十六夜のガドリングの攻撃で次々とヘルメット団が気絶していき。
「……一人ずつ、確実に」
パンッ、パンッ———。
黒見は構えた狙撃銃で確実に減らしていた。
「ん、ドローン起動」
ボン、ボンボンボンッ!!
砂狼がドローンを起動させ、ロケット弾を発射していた。そして奥空のドローンが砂狼に銃弾を絶妙なタイミングで渡していた。
「すごいなぁ」
「先生!!」
「うん?」
不良が俺に向かってきて銃を構えながら突進してきた。
「うわわあああ……なんなんだおま…(チャッ!)ひっ!」
「ただの先生だ」
「先生…まさかお前が噂の」
俺と不良生徒は一瞬、目を合わせたが不良生徒が萎縮した。俺は迷わず構えていた銃の引き金をひいた。
ドン!ドン!ドン!
「いたッ!痛っ!帰るから…」
「覚えてろよ!!」
ヘルメット団は撤退していった。
「いやぁ…先生、強いね、おじさん、驚いちゃったよ〜」
「なに言ってるんだ?やろうと思ったら小鳥遊一人でも片付けられただろ」
「ん〜。おじさんはね〜みんなみたいに若くないからね〜。」
「小鳥遊が若くなかったら俺はもっと老けてるよ…一応、まだ24なんだけど」
「それよりもさ、先生。

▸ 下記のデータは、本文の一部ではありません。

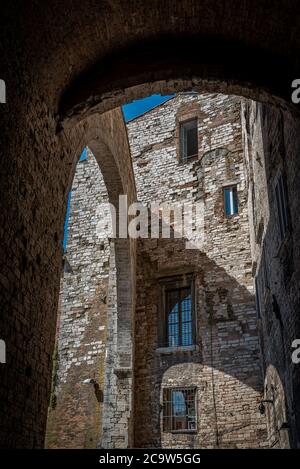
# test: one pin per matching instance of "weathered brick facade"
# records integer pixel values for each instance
(224, 364)
(272, 146)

あなたは一体何者なの?おじさん、ちょっと気になるな〜」
口調は柔らかかったが俺を見ている視線は鋭かった。
「・・・・・・・」
…なあ、アレって
…まだ子供だろ?
…うわぁ…全身、血だらけだ
…あれ全部、返り血らしいぞ
…あいつの異能は……らしいぞ
…白雲刹夜…お前は今日から
…はい
「唯の先生だよ……今はな」
作者「暇なので主人公の簡単な紹介をします」
刹夜「はあ、なんで?」
名前 白雲刹夜
家族構成 養父(師匠)、義妹
一応、異能持ち
武器は主に刀と銃 サブ、ライフル、剣型の鈍器、暗器、ナイフ
職業シャーレの先生、前職はちょっとした特殊部隊の一員
15〜22歳までは前職をやっていてある事件で引きこもりになり一週間で師匠にひきずりだされた。職を探してたがほとんど無気力になっていた。